Au Parlement européen, les pesticides ont de l’avenir

publié le dans
Au Parlement européen, les pesticides ont de l’avenir

Avec la réautorisation du glyphosate et le rejet d’un plan de réduction des pesticides, novembre 2023 marque un mois sombre pour l’écologie dans l’Union européenne. Entre lobbying, débats de fond et enjeux de classe, tour d’horizon de deux occasions manquées.

Pesticides : revers pour le « pacte vert »

Le 22 novembre, la Commission européenne a présenté au Parlement européen son plan de réduction de moitié de l’usage des pesticides d’ici à 2030. Ce plan s’inscrit dans le « pacte vert pour l’Europe » : lancé en 2019, cet ensemble de mesures vise à « engager l’UE sur la voie de la transition écologique, l’objectif ultime étant d’atteindre la neutralité climatique à l’horizon 2050 », explique le Conseil européen.

Mesure importante du « pacte vert », ce plan a pourtant été nettement rejeté par le Parlement européen. C’est la droite du Parti populaire européen qui a fait passer l’essentiel des amendements affaiblissant le texte.

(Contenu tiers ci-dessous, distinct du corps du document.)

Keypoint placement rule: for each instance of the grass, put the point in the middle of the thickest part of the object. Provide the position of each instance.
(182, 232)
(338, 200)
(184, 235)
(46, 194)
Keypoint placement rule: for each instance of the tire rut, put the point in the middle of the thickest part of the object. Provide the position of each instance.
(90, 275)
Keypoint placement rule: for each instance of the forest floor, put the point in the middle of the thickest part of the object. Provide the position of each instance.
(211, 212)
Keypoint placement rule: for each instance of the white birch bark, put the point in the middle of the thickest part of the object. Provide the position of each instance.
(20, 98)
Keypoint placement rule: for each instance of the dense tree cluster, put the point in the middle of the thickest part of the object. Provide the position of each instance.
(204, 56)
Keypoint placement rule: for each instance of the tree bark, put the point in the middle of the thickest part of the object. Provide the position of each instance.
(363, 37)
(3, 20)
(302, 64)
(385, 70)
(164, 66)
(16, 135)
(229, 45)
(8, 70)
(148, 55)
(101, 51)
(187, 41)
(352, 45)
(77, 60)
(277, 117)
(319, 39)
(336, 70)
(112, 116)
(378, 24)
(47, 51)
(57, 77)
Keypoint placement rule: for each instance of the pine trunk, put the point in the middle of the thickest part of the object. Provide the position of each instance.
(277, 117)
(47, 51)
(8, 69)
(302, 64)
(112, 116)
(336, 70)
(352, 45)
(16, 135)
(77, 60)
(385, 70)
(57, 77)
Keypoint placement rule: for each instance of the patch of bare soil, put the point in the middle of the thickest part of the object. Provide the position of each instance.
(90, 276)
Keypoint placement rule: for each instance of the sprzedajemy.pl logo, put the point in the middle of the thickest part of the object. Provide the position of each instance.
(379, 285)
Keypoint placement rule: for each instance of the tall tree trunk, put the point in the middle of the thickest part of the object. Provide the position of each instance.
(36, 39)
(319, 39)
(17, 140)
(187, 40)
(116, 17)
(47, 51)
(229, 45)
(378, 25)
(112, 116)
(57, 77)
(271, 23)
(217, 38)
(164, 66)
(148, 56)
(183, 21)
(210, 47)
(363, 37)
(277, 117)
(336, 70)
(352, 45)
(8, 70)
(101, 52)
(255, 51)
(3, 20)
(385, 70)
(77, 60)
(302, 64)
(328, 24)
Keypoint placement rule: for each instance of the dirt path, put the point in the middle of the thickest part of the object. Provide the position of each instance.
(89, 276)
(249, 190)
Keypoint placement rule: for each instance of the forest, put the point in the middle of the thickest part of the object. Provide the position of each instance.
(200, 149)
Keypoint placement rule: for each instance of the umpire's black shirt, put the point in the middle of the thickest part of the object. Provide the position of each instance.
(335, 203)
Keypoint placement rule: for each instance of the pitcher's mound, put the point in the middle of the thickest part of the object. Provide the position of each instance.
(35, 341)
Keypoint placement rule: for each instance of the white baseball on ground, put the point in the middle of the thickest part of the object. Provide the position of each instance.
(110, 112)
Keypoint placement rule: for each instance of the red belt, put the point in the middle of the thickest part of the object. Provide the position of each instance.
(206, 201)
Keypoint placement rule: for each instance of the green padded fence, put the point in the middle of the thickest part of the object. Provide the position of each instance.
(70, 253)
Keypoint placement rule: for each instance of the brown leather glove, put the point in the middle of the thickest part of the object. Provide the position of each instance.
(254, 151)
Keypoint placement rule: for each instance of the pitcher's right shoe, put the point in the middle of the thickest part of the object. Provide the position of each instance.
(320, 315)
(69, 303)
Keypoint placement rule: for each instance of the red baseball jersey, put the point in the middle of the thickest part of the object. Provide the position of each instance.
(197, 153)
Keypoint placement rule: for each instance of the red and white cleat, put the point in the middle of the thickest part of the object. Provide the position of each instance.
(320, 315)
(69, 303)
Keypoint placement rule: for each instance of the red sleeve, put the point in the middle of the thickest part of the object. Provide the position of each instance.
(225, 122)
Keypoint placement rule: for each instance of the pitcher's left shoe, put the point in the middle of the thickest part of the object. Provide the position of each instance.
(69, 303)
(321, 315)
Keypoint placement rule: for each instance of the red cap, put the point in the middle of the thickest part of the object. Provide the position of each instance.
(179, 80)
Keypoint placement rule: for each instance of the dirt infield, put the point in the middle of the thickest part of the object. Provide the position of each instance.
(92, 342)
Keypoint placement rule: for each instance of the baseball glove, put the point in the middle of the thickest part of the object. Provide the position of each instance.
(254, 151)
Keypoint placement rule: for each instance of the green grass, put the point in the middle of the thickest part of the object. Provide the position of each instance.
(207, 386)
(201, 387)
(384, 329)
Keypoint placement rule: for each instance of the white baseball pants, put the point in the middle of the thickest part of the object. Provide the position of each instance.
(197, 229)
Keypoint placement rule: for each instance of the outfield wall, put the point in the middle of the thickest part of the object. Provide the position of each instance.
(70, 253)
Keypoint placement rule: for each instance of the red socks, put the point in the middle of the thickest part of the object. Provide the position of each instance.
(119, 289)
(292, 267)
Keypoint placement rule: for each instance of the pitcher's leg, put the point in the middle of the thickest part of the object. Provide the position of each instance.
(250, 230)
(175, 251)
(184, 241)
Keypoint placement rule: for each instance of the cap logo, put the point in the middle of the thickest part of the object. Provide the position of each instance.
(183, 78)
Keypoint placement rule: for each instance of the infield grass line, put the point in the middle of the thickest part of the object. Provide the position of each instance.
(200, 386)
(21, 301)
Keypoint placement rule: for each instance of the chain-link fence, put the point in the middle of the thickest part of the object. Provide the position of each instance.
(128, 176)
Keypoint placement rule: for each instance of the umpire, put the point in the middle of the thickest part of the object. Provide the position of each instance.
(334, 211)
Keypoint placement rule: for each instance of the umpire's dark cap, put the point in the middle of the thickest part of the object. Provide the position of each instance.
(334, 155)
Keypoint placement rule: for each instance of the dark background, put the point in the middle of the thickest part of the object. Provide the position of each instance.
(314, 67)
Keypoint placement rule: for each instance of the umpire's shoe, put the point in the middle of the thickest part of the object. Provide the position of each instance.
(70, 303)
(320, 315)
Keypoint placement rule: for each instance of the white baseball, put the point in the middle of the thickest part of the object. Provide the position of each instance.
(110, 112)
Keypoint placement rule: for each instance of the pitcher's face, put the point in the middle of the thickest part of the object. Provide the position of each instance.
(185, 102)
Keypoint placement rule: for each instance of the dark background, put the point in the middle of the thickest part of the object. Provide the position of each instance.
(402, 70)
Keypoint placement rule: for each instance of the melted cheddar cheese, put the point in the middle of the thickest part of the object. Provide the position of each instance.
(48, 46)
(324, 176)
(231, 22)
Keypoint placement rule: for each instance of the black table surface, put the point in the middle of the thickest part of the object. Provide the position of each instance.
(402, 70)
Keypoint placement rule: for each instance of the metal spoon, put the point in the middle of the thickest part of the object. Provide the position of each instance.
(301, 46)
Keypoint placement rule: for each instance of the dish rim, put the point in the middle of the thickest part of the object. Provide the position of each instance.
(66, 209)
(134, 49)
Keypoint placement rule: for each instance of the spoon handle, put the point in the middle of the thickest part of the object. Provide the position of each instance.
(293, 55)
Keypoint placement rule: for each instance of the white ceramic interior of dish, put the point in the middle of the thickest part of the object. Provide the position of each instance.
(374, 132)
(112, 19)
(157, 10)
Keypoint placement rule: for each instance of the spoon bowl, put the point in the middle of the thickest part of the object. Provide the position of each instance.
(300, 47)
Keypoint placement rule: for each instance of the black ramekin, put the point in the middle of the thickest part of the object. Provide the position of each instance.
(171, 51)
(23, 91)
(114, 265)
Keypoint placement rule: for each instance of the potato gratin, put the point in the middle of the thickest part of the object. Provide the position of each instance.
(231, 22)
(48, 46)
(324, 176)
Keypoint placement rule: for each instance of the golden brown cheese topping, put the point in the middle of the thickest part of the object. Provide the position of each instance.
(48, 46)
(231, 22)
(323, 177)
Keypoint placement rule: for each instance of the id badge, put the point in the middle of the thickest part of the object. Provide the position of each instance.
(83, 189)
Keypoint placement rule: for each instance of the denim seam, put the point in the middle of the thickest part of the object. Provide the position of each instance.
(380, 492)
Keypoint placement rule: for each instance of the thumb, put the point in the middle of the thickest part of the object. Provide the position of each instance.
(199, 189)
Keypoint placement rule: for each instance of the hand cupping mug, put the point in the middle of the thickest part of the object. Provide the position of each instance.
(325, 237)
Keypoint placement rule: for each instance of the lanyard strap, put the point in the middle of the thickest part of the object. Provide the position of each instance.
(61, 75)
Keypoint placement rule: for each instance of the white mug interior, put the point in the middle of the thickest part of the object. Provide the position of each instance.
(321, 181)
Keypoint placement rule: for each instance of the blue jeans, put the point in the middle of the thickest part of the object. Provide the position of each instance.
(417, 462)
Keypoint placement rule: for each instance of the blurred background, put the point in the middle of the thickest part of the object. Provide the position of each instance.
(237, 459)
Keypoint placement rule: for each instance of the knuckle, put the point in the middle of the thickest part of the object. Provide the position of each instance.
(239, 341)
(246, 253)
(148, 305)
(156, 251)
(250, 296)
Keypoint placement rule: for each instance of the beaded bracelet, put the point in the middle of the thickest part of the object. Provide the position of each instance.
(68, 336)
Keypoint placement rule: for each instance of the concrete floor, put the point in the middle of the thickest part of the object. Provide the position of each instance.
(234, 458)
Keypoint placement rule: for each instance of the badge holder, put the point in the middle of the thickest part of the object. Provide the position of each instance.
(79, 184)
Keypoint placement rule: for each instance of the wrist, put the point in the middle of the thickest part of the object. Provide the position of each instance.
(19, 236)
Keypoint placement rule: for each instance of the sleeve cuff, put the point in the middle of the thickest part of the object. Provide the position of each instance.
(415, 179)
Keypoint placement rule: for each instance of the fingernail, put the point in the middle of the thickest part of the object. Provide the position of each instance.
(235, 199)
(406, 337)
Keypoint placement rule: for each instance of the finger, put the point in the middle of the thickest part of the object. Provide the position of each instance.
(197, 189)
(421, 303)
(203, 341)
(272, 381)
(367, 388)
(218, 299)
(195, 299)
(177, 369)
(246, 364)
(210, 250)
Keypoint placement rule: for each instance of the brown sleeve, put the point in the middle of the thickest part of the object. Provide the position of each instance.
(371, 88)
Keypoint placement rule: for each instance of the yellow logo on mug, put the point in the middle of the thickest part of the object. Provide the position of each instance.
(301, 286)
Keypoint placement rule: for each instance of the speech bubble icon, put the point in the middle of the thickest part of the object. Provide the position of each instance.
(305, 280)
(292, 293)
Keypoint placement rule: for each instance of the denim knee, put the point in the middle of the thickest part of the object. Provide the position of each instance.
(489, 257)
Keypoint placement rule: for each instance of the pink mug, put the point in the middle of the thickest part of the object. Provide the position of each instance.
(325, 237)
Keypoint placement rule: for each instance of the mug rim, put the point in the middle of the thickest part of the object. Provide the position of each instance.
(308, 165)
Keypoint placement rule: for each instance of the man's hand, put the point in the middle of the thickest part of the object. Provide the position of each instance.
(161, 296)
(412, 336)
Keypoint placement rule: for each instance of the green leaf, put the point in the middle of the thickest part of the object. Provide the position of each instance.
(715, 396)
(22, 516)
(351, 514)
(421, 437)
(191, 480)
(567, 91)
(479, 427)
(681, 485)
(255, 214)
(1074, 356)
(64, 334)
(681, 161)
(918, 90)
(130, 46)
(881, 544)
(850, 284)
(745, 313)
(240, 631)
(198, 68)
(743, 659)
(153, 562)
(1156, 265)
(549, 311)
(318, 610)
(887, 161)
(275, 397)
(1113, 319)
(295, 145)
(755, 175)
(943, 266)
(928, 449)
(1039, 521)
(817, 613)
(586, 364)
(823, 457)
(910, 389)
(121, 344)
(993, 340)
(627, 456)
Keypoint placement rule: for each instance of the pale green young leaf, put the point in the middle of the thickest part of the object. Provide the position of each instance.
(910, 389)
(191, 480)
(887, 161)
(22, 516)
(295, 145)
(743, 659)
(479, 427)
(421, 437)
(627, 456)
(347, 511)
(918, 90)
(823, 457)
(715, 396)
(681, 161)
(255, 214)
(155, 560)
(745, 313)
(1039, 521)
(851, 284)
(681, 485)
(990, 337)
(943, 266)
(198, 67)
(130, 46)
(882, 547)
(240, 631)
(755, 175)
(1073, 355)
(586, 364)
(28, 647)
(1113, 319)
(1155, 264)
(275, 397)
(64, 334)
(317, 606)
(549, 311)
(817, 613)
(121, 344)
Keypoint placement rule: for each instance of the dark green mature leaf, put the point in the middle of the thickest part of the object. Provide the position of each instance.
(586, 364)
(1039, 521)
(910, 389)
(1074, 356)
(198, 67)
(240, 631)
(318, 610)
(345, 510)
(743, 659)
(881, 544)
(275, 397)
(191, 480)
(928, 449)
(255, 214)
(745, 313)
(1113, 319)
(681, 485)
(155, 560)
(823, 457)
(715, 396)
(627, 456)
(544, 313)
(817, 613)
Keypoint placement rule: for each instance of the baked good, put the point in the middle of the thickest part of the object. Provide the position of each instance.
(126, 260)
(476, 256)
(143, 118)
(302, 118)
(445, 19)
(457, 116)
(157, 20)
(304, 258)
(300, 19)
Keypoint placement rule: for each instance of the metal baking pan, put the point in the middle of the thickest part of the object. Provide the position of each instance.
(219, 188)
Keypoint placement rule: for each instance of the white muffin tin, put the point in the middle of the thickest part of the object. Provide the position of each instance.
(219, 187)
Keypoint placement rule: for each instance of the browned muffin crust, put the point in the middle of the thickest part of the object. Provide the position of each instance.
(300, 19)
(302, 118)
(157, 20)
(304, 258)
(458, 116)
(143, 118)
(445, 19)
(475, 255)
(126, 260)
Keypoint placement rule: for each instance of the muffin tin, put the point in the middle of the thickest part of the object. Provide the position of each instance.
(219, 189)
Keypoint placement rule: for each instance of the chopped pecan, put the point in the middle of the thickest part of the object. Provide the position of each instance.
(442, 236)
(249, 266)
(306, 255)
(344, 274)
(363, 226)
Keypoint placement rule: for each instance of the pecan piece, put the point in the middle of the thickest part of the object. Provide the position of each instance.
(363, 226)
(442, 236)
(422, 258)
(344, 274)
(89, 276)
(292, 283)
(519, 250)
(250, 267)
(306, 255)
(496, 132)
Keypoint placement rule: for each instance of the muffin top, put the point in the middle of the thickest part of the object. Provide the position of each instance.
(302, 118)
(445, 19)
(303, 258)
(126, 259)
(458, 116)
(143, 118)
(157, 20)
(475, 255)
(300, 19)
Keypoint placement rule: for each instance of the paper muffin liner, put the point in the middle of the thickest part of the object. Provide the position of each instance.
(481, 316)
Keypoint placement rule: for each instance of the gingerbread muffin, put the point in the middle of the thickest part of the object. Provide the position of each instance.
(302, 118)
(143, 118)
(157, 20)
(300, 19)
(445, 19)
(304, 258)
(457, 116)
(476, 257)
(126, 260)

Vidé ainsi de sa substance, le texte projeté a été largement rejeté par 299 voix contre 207.

Glyphosate : dix ans de plus

Quelques jours plus tôt, la Commission européenne prolongeait l’autorisation du glyphosate jusqu’en 2033. Pour cause, aucune majorité ne s’était dégagée à Bruxelles lui permettant de prendre une position tranchée sur l’interdiction du glyphosate, considéré comme « cancérogène probable » par l’Organisation mondiale de la santé.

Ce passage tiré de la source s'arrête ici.